Digitizing receipts without a typing marathon: which paths lead from paper into the system, what the AI recognizes along the way and how to keep the process lean for the long term.

Digitizing receipts essentially means: getting paper and PDF receipts into a searchable, organized archive via the shortest possible path. The simple way consists of two building blocks – a scanner that sends directly into the system, and an email import that automatically files digital invoices. Everything else (reading, recognizing, sorting) is handled by the processing.

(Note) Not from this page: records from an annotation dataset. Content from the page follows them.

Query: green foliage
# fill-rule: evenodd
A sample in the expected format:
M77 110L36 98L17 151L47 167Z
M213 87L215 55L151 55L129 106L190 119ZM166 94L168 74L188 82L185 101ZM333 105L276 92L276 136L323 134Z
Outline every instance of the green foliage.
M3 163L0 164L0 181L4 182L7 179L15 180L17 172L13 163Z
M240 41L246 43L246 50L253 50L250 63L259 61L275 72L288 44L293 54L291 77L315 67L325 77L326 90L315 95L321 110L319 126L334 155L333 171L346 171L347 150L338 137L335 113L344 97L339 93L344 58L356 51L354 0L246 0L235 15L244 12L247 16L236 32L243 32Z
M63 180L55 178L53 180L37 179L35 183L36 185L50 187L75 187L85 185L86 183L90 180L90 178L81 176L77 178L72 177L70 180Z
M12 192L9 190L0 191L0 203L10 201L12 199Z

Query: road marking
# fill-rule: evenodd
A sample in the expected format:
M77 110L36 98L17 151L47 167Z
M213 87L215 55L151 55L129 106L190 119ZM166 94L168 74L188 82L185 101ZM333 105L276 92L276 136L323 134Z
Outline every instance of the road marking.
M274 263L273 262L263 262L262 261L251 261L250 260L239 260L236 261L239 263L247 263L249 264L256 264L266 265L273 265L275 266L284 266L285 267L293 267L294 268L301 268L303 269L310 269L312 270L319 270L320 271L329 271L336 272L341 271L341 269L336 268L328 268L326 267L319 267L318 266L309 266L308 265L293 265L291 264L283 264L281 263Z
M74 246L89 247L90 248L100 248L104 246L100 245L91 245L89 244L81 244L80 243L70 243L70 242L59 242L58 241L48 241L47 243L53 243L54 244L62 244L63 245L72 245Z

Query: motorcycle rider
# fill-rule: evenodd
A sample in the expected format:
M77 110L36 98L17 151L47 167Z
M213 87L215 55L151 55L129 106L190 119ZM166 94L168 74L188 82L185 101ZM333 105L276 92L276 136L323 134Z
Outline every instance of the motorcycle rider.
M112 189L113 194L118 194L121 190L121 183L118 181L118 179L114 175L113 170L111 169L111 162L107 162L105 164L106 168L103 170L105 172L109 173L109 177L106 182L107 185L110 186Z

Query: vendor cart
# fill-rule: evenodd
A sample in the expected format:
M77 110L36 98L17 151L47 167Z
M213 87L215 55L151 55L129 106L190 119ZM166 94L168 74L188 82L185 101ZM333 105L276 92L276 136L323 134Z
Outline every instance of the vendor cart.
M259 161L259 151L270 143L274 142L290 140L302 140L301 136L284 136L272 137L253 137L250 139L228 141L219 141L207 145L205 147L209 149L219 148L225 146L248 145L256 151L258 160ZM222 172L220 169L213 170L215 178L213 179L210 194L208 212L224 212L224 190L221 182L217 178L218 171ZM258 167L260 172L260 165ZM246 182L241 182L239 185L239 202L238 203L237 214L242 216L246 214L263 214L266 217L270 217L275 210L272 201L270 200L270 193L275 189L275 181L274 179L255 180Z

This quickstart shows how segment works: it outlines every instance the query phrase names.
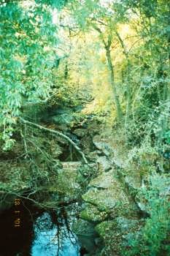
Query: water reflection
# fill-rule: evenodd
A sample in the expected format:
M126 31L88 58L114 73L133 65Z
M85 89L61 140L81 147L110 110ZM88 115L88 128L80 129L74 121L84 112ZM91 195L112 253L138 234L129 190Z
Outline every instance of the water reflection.
M66 225L53 223L50 214L44 213L34 224L31 256L80 256L77 237Z

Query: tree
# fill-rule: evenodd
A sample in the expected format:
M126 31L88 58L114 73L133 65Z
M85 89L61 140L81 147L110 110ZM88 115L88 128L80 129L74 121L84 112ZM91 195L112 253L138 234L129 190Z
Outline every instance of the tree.
M13 127L21 108L45 100L52 86L57 26L53 8L64 1L1 1L0 3L0 127L4 150L14 143Z

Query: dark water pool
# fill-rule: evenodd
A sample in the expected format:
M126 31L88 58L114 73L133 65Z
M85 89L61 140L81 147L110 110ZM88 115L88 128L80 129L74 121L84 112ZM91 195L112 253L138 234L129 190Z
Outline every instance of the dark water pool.
M0 214L0 256L80 256L77 238L61 217L18 203Z

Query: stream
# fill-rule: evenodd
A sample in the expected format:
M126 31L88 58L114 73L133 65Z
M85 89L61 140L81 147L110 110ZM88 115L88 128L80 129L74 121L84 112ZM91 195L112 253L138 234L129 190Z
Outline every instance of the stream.
M20 204L0 214L0 256L83 255L63 217L18 200Z

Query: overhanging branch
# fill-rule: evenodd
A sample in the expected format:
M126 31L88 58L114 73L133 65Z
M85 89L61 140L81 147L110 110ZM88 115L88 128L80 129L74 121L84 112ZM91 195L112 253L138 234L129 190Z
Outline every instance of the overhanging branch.
M46 128L46 127L42 127L42 125L39 125L38 124L35 124L35 123L33 123L33 122L31 122L28 120L25 120L24 118L20 118L20 120L22 123L23 124L28 124L28 125L31 125L32 127L36 127L36 128L39 128L40 129L43 129L45 131L47 131L48 132L50 132L50 133L53 133L53 134L55 134L56 135L58 135L60 137L62 137L63 138L66 140L69 141L70 143L70 144L72 144L75 148L76 150L79 152L79 154L82 156L84 162L85 164L88 165L88 160L85 157L85 154L81 151L81 149L80 148L80 147L72 140L69 138L69 137L65 135L64 134L63 134L62 132L60 132L58 131L55 131L55 129L49 129L49 128Z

Why "snap a photo and put it in a folder" isn't enough

A photo in a smartphone folder is not a digitized receipt, just relocated chaos: not searchable, not classified, not stored in an organized way. Digitizing only pays off when three things come together:

The three paths into the system

  1. Connect the scanner directly: Many office devices (including from Kyocera, Brother, HP) send scans via WebDAV directly into webRichtung documents – often hidden behind the "SharePoint/WebDAV" setting. Once set up, digitizing simply means: receipt on the glass, press the button. Details in the article From the scanner straight into the archive.
  2. Email import: Your invoice mailbox is connected via IMAP; incoming attachments are imported automatically, and the mail context is retained as audit context.
  3. Browser upload and bulk upload: You upload individual files in the browser; for large collections there is WebDAV, SFTP and FTPS.

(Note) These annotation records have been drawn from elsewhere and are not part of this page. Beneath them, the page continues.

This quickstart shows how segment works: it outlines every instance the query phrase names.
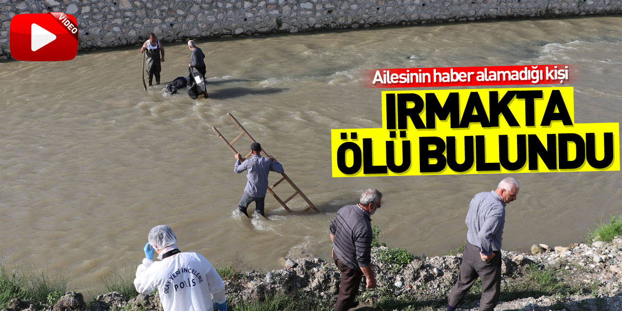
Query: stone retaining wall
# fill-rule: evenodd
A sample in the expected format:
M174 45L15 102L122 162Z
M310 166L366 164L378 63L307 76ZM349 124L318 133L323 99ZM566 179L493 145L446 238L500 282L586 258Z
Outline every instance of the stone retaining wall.
M63 12L78 21L80 50L135 45L154 32L172 42L514 17L622 13L622 0L0 0L0 59L10 57L17 14Z

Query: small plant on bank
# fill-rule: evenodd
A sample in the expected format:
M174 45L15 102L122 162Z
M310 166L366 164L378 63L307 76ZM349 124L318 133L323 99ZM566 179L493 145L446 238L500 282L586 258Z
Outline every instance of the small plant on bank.
M609 223L594 225L594 228L585 236L585 240L589 243L594 240L611 242L617 235L622 235L622 215L617 219L612 216Z
M463 241L460 242L460 246L455 248L455 249L449 251L445 254L445 256L456 256L463 251L465 251L465 248L466 247L466 242Z
M0 309L4 310L14 298L26 300L30 298L26 290L26 279L17 269L7 271L0 265Z
M45 300L45 302L47 305L50 307L53 307L58 302L58 299L63 297L65 293L63 292L54 292L47 294L47 298Z
M318 293L302 291L268 293L256 300L241 301L229 310L233 311L328 311L335 308L332 301Z
M403 248L380 249L376 253L378 261L389 266L388 270L397 272L417 256Z
M242 272L250 269L250 264L244 261L239 255L236 254L228 258L223 262L214 265L216 272L224 281L231 280L239 277Z
M371 227L371 247L373 248L379 248L380 246L386 246L387 243L384 242L381 242L379 239L380 236L380 228L374 225Z
M58 298L60 298L69 289L69 278L66 271L58 276L50 276L43 270L31 269L27 274L30 283L29 291L32 299L36 301L47 302L48 297L55 297L59 292Z
M134 273L129 268L124 268L104 279L104 285L108 292L118 292L126 299L134 298L138 294L134 286Z

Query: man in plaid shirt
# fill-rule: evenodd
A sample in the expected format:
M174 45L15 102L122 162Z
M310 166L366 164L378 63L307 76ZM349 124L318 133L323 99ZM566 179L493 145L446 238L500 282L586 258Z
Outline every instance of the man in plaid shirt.
M520 185L508 177L490 192L480 192L471 200L465 223L466 245L458 281L449 294L447 311L453 311L477 278L481 278L480 311L493 311L501 289L501 235L506 204L516 200Z

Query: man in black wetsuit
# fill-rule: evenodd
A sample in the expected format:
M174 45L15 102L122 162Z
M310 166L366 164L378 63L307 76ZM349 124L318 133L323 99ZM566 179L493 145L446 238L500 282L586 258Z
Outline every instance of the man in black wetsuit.
M178 77L166 86L166 90L169 94L175 94L177 93L177 90L186 87L186 85L187 84L188 78L185 77Z
M153 32L149 34L149 39L142 44L141 53L143 52L147 53L147 73L149 74L149 86L151 86L154 75L156 84L160 84L160 71L162 70L160 63L164 62L164 48ZM160 57L160 54L162 57Z

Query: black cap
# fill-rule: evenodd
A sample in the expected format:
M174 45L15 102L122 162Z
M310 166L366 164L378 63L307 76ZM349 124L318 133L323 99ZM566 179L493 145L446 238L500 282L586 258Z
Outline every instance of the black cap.
M261 145L259 142L251 144L251 150L253 151L261 151Z

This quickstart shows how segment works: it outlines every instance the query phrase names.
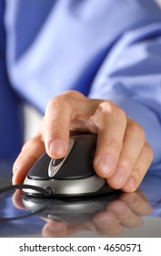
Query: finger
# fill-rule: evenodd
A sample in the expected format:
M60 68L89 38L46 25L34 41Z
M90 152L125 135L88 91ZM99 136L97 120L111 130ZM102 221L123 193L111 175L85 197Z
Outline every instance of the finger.
M93 222L96 225L96 229L102 236L116 237L122 232L122 227L112 212L104 211L96 214Z
M22 184L28 171L45 152L40 135L30 139L22 148L13 166L13 184Z
M136 192L123 193L120 200L125 202L137 216L149 215L153 210L145 197Z
M120 200L111 203L107 210L111 211L124 227L136 228L143 224L143 220Z
M15 190L12 197L14 206L19 209L26 209L22 201L22 191L20 189Z
M129 119L117 166L113 176L107 180L112 187L118 189L126 184L142 151L145 141L146 135L143 129L138 123Z
M146 171L148 170L153 160L153 150L146 142L140 153L140 155L127 178L122 190L125 192L134 192L137 189L142 182Z
M91 103L90 103L91 102ZM77 91L68 91L54 98L45 110L45 144L51 157L65 156L68 148L69 132L76 117L89 117L93 102ZM75 124L76 125L76 124Z
M66 224L53 220L48 220L42 229L42 235L45 238L65 238L67 233Z
M120 108L106 101L99 104L92 119L98 128L94 167L100 176L107 178L114 174L119 159L126 116Z

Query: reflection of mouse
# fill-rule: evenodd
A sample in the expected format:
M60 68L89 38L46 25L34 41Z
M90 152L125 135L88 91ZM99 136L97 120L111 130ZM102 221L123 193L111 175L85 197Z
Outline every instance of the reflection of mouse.
M49 197L96 196L115 191L93 168L96 136L75 135L69 140L66 155L52 159L44 154L30 169L24 184L48 190ZM43 197L33 189L23 189L31 196Z

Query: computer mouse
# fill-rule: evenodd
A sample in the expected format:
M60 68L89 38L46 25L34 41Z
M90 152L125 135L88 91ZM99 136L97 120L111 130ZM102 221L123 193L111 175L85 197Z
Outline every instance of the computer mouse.
M116 191L93 167L96 136L79 134L70 137L65 157L51 158L45 153L32 166L24 184L45 188L46 193L25 188L34 197L88 197Z

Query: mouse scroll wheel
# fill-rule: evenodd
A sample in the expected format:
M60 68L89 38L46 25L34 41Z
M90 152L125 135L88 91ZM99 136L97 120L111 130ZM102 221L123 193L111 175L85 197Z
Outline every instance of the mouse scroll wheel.
M63 161L64 158L60 158L60 159L53 159L52 160L52 165L53 166L57 166L62 161Z

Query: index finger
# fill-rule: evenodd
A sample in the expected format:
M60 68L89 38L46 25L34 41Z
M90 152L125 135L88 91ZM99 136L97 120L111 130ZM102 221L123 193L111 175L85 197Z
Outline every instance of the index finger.
M77 91L68 91L51 100L45 120L46 153L54 158L65 156L69 145L71 123L76 116L88 116L92 112L89 100Z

All paths lead into the same processing: every receipt is read, classified and made searchable – you can later find it via its content, type, date or even amount.

What happens to the paper

After scanning, the question arises: keep the original? The GoBD allow what is known as replacement scanning – under certain conditions the paper may be destroyed after image capture, with exceptions (such as notarial deeds or documents that must be presented in the original). A brief procedural documentation of your scanning process is recommended. What the tax office accepts in terms of digitized receipts is explored in the article Digitized receipts and the tax office.

Estimating costs and effort realistically

With Pay per Use, digitizing remains economical even for small volumes: documents charges from €0.09 per processed document, or €0.06 in a batch – an account and users cost €0. A shoebox with 300 old receipts thus costs around €18 as a batch, and an ongoing month with 50 receipts about €4.50.

The sustainable process

Digitizing is not a project but a habit: mail is scanned when opened, digital invoices come in automatically, and once a week you check the classifications and archive what's completed. If something couldn't be processed, the archive points it out to you so nothing remains lying around unnoticed.

Two habits make the difference: first, immediately rather than in batches – a receipt scanned upon arrival can no longer get lost in the car footwell or a jacket pocket. Second, a clear team rule: receipts belong in the system, not in private folders or mailboxes. This way, an archive that holds up to an audit is created along the way – and in which you barely have to search for anything anymore.

This article provides general information and does not replace legal or tax advice.

FAQ

What's the easiest way to digitize receipts?

With a scanner that sends directly into the document archive (e.g. via WebDAV), plus email import for digital invoices. This eliminates manual saving and sorting.

Do I have to label scanned receipts manually?

Not in modern systems: the processing reads each receipt, recognizes type, date and amount, and makes it searchable in full text.

Am I allowed to throw away paper receipts after scanning?

Under the conditions of replacement scanning, generally yes, with exceptions such as notarial deeds. Clarify the details for your case with your tax advisor.

What does digitizing receipts cost?

With usage-based models you pay per document: with webRichtung documents from €0.09 per receipt, €0.06 in a batch – without a base fee for the account and users.

How do I catch up on old receipt folders?

Year by year via batch scanning and bulk upload (WebDAV or SFTP). Important: first automate the ongoing inflow, then catch up on the backlog.